Eventually, she retired early and reluctantly from the bench to care for him, O'Connor told a hearing at which she urged Congress and the federal government to back a comprehensive plan to eradicate the debilitating disease.
"You may remember that in the early days of my husband's illness, I often took him to court with me because he could not be left alone," O'Connor told a hearing of the U.S. Senate Special Committee on Aging.
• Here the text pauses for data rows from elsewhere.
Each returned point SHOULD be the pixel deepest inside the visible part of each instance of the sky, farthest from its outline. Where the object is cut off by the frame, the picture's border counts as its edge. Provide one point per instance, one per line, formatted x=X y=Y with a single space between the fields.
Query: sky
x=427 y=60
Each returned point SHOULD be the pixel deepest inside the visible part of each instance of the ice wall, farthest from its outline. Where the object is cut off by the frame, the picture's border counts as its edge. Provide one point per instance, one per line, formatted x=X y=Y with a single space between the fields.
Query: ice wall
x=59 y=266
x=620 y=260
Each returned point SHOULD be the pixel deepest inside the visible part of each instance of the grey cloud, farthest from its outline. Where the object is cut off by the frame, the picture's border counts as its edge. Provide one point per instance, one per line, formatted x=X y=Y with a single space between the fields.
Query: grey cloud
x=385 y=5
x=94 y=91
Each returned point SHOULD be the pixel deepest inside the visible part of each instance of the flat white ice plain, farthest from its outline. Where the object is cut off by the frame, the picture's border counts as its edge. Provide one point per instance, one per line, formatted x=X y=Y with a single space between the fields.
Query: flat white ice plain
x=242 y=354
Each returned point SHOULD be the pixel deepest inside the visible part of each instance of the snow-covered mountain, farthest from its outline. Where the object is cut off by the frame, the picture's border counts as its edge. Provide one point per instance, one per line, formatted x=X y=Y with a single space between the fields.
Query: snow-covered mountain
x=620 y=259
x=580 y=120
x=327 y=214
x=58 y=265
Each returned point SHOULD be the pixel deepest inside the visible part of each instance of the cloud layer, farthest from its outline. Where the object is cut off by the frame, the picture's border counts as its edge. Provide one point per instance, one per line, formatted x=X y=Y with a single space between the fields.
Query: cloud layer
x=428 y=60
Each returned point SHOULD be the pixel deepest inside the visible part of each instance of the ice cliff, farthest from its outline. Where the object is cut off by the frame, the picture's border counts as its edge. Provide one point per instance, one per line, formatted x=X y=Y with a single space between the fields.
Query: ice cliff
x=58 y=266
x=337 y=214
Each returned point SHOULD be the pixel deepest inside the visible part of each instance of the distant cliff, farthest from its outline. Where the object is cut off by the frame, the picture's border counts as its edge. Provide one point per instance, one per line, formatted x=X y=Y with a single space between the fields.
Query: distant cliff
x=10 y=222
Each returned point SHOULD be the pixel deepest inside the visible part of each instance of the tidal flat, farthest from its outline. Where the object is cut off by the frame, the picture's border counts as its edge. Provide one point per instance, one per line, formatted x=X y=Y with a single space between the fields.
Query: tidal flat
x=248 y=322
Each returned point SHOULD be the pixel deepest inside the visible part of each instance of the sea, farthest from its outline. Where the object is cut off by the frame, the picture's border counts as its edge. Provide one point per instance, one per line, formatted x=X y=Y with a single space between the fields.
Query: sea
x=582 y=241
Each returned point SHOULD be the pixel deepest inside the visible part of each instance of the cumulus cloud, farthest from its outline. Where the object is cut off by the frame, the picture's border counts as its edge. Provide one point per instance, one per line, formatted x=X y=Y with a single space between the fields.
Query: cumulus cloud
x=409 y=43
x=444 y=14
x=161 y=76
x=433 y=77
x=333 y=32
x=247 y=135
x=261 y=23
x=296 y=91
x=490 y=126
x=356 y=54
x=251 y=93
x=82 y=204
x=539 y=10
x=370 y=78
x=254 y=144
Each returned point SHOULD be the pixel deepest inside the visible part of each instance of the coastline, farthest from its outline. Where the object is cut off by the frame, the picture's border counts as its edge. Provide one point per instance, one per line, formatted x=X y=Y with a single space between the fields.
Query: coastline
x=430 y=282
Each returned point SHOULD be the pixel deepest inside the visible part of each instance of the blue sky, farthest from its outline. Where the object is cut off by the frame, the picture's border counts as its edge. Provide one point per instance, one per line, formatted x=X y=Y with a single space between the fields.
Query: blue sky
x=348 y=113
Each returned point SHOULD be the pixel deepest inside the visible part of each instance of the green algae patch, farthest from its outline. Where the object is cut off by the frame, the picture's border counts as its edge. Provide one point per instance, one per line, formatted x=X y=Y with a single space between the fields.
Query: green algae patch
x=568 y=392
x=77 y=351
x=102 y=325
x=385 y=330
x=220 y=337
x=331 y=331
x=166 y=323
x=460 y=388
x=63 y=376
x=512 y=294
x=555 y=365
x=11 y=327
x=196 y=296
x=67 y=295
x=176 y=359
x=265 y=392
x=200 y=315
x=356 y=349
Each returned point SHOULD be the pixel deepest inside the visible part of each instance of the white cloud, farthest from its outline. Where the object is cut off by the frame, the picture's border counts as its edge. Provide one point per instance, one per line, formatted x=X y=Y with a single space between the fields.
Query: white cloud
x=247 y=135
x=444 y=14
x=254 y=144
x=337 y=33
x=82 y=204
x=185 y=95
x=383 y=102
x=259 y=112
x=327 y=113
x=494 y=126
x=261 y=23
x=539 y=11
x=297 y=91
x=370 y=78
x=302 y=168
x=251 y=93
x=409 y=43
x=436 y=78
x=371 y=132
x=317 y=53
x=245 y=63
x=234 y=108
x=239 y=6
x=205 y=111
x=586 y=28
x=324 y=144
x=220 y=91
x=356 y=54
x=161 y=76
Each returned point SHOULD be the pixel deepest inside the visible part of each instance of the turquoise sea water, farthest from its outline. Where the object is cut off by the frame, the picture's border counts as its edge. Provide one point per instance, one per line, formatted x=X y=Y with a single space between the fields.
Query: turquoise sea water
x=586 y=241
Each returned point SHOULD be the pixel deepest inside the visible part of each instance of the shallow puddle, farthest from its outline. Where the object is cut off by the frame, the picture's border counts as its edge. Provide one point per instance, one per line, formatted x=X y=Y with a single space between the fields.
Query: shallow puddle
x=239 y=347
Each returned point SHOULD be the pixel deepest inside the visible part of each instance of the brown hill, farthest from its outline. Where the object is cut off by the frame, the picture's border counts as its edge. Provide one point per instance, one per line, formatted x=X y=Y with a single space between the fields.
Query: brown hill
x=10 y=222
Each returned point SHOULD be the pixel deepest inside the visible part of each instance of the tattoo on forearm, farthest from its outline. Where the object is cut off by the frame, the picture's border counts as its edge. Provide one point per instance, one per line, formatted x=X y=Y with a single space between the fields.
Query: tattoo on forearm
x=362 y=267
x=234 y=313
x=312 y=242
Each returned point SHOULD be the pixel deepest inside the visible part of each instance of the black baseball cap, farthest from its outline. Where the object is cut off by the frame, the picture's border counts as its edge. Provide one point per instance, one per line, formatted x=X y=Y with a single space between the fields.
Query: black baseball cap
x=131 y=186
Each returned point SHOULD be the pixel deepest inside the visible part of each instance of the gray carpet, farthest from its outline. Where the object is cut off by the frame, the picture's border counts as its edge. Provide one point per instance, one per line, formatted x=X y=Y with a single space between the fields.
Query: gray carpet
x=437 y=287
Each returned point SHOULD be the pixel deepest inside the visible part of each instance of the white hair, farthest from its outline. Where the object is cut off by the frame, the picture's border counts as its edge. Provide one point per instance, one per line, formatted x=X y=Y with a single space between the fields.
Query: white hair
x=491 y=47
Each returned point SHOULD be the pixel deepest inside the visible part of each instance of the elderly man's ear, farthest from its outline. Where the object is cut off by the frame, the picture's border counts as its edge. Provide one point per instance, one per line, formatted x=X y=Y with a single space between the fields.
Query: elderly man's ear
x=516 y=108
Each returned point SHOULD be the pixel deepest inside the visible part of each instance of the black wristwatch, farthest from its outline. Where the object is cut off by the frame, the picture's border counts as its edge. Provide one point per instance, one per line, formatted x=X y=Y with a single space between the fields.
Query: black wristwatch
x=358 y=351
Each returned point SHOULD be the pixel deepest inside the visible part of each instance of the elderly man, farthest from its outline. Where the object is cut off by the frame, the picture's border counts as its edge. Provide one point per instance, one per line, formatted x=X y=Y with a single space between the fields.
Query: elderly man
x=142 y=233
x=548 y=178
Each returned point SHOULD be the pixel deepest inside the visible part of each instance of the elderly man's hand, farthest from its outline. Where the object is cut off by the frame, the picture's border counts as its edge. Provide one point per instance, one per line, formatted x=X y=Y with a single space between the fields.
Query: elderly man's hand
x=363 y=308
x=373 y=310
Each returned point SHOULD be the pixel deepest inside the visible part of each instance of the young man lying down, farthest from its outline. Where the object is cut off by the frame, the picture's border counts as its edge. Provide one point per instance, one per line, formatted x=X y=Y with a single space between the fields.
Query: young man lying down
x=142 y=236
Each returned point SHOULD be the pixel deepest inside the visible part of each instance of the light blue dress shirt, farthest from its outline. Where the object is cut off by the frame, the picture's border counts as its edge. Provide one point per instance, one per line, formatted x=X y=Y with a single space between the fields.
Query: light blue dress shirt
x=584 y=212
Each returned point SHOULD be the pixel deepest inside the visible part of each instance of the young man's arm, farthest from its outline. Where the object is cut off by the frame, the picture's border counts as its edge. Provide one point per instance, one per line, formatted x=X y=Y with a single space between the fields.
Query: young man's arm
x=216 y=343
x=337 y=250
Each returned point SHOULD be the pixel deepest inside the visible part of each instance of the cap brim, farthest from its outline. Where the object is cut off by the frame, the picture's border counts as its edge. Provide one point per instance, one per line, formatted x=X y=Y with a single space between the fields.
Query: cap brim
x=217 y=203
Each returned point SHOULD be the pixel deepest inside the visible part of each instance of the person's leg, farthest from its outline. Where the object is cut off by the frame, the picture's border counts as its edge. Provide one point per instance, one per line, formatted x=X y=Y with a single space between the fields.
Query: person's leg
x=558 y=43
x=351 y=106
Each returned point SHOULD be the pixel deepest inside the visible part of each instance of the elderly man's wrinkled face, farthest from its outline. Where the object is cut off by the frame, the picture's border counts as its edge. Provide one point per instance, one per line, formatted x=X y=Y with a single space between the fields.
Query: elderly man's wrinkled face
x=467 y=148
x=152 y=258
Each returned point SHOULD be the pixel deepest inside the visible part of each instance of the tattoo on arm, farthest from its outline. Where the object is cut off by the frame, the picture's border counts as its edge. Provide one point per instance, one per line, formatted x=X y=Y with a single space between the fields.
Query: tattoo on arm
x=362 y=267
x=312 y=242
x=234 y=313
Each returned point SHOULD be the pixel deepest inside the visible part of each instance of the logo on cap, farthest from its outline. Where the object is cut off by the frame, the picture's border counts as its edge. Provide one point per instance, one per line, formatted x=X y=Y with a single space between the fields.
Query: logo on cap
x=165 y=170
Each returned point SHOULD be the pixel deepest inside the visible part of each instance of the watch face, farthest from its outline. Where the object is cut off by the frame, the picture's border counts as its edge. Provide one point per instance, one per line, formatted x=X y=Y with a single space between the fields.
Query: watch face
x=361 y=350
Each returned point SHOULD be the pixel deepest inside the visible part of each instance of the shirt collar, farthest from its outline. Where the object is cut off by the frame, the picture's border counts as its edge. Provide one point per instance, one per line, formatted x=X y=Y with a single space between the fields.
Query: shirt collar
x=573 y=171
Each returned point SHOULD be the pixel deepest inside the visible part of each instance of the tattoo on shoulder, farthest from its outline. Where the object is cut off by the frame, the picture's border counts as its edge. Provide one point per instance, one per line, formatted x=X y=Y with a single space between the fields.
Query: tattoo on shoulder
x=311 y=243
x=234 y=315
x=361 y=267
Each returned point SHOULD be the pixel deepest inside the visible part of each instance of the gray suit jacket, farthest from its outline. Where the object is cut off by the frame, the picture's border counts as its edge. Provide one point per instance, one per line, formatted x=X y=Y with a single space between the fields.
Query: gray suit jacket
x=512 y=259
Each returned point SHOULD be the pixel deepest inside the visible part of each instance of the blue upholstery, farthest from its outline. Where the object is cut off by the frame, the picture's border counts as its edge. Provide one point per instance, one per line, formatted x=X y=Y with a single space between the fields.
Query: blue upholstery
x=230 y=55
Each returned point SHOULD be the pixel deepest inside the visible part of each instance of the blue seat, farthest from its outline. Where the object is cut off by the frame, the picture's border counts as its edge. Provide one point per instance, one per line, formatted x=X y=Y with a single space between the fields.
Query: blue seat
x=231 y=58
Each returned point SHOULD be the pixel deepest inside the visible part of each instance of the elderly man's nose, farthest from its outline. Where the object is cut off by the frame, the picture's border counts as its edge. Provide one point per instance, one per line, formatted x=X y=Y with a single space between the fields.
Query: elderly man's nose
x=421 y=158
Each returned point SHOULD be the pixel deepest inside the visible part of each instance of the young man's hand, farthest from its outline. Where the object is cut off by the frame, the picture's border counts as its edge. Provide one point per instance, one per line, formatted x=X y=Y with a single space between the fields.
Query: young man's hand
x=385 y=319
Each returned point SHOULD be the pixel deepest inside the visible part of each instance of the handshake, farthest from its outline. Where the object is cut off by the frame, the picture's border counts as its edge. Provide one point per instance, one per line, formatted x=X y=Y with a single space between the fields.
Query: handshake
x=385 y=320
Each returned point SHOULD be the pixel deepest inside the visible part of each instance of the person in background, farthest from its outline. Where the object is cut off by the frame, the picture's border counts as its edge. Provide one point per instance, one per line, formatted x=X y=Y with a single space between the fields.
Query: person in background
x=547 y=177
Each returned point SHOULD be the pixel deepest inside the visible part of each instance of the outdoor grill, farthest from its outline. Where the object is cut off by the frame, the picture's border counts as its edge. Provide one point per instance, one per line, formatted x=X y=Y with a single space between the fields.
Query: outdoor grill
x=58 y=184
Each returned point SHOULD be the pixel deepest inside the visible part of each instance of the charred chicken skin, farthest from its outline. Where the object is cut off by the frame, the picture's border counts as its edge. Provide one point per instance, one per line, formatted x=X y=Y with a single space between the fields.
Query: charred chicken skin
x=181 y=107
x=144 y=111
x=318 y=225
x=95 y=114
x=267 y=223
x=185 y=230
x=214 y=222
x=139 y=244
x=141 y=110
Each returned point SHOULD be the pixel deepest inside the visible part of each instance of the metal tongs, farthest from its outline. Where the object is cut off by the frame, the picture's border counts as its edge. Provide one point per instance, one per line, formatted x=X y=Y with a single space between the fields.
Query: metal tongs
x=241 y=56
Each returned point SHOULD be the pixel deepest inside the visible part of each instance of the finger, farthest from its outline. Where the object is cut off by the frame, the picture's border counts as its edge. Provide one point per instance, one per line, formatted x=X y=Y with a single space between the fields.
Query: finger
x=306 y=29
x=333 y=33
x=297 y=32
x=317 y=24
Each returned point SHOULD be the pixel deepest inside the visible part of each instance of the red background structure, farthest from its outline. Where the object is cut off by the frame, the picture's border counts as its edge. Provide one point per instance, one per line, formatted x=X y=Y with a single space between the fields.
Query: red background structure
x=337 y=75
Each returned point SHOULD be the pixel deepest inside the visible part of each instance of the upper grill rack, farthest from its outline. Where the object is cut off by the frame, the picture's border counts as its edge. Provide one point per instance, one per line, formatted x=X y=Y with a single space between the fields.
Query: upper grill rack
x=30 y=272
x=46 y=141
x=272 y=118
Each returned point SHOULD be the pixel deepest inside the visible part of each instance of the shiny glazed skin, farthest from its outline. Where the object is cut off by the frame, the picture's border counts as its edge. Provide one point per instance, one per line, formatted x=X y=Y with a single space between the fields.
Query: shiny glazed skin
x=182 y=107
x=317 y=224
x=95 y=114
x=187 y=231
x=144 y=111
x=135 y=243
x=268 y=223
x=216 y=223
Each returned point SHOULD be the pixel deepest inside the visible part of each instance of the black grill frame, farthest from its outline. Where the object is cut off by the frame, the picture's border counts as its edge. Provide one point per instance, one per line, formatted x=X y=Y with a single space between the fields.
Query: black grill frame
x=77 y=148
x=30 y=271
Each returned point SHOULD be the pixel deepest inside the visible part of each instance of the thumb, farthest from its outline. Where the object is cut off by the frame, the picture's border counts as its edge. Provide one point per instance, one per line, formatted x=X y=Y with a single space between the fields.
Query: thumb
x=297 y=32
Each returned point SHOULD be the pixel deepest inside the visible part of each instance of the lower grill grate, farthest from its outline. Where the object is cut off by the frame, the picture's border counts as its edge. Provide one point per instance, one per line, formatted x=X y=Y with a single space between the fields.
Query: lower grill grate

"And, as you know, I retired from the U.S. Supreme Court in 2006 to find a care center for John in Phoenix, where two of our children live. Many caregivers make similarly difficult decisions each and every day.
"Sadly, these life-changing decisions are simply part of caring for someone with Alzheimer's," she said. Alzheimer's affects more than 5 million Americans and doctors predict it will become an epidemic as the population ages.
O'Connor, the first woman to serve on the U.S. Supreme Court, is part of the Alzheimer's Study Group, made up of experts, former politicians and others that aims to write a national strategic plan for Alzheimer's.
"Under current trends federal spending on Alzheimer's will increase to more than $1 trillion per year by 2050 in today's dollars," former House of Representatives Speaker Newt Gingrich, another member of the group, told the hearing.
GROWING ALZHEIMER'S CRISIS
"That's more than one tenth of America's current economy. With this amount of money at stake, the government simply will not be able to solve its looming fiscal problems if it fails to address the growing Alzheimer's crisis."
O'Connor said incremental approaches would not do enough, but Gingrich said the task was also not overwhelming.
"It's important to note that we don't even need to discover the Holy Grail -- the cure -- to substantially blunt Alzheimer's future toll," Gingrich said.
"According to a Lewin Group analysis commissioned by the Alzheimer's Association, a research advance that delayed the onset of Alzheimer's by just five years would translate by 2050 into a 5.3 million person (40 percent) reduction in disease prevalence and roughly $515 billion (44 percent) in annual savings for the Centers for Medicare and Medicaid Services."
Committee chairman Herb Kohl, a Wisconsin Democrat, called the hearing to support a bill that would double the funding for Alzheimer's research at the National Institutes of Health to $1.3 billion. Kohl also sponsors a bill that would offer training and support services to family caregivers.